Jessica Homendy, the chair of the National Transportation Safety Board (NTSB) had some strong words for Tesla in an interview in The Wall Street Journal. Essentially she warned Tesla to deal with “basic safety issues” before rolling out their “full self-driving” (FSD) mode to more drivers.
That’s hot on the heels of Tesla CEO Elon Musk saying on Twitter that he was going to put FSD into more cars starting September 10.
That update would still be limited to customers in the early access program, but Musk said that after “another few weeks” for “tuning [and] bug fixes” every Tesla owner who had paid for FSD would see a “public beta button” on their dash to upgrade their software. Tapping that button would upgrade their car’s software to the FSD beta, which had previously been only available to a select percentage of Tesla owners.
Homendy held no disdain back for Tesla’s marketing jargon, calling their characterization of their driving aid package as “full self-driving” as “misleading and irresponsible.” We’ve known that since at least May of this year when Tesla basically admitted the “full” in FSD was really short for “full-of-it.”
The thing is, the NTSB is an advisory board with no regulatory power. It can only issue safety recommendations.
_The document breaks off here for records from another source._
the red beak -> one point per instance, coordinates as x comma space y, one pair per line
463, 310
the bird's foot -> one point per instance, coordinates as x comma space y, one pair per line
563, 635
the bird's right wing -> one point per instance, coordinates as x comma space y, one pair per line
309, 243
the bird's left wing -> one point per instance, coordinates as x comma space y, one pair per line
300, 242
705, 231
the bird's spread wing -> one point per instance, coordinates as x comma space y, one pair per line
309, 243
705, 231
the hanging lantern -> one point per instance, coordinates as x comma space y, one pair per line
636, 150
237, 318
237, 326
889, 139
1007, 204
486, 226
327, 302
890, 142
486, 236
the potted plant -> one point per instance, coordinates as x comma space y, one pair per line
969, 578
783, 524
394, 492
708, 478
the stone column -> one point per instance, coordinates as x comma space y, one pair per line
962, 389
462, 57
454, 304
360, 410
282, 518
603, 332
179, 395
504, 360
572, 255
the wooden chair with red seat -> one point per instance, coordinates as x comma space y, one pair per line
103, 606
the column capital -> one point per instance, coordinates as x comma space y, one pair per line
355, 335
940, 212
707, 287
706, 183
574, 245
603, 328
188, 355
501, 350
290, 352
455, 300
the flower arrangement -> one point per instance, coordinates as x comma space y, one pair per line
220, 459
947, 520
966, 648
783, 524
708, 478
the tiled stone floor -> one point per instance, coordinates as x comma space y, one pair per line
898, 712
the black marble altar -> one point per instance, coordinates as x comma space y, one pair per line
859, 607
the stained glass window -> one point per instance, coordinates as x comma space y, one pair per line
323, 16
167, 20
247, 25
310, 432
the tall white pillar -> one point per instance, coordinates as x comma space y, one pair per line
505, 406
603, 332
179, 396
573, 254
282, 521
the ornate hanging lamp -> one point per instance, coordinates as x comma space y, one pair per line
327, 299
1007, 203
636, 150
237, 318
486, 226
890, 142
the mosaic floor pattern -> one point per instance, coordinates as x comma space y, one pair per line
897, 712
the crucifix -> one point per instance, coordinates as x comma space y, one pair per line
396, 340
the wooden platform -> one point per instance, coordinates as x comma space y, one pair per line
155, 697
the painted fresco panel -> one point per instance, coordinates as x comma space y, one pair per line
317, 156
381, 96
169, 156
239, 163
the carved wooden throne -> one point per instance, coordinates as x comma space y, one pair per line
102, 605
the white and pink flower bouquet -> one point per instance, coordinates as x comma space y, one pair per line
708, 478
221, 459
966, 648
That doesn’t mean Tesla is off the hook though, as multiple government agencies with actual regulatory power are also looking at FSD for various issues.
The admission in May led to the California Department of Motor Vehicles opening up an investigation over the company’s over-stated claims about its not-quite-there-yet autonomous driving system. Last month, the National Highway Traffic Safety Administration also launched a probe into FSD, after a string of Autopilot-involved crashes into parked emergency vehicles.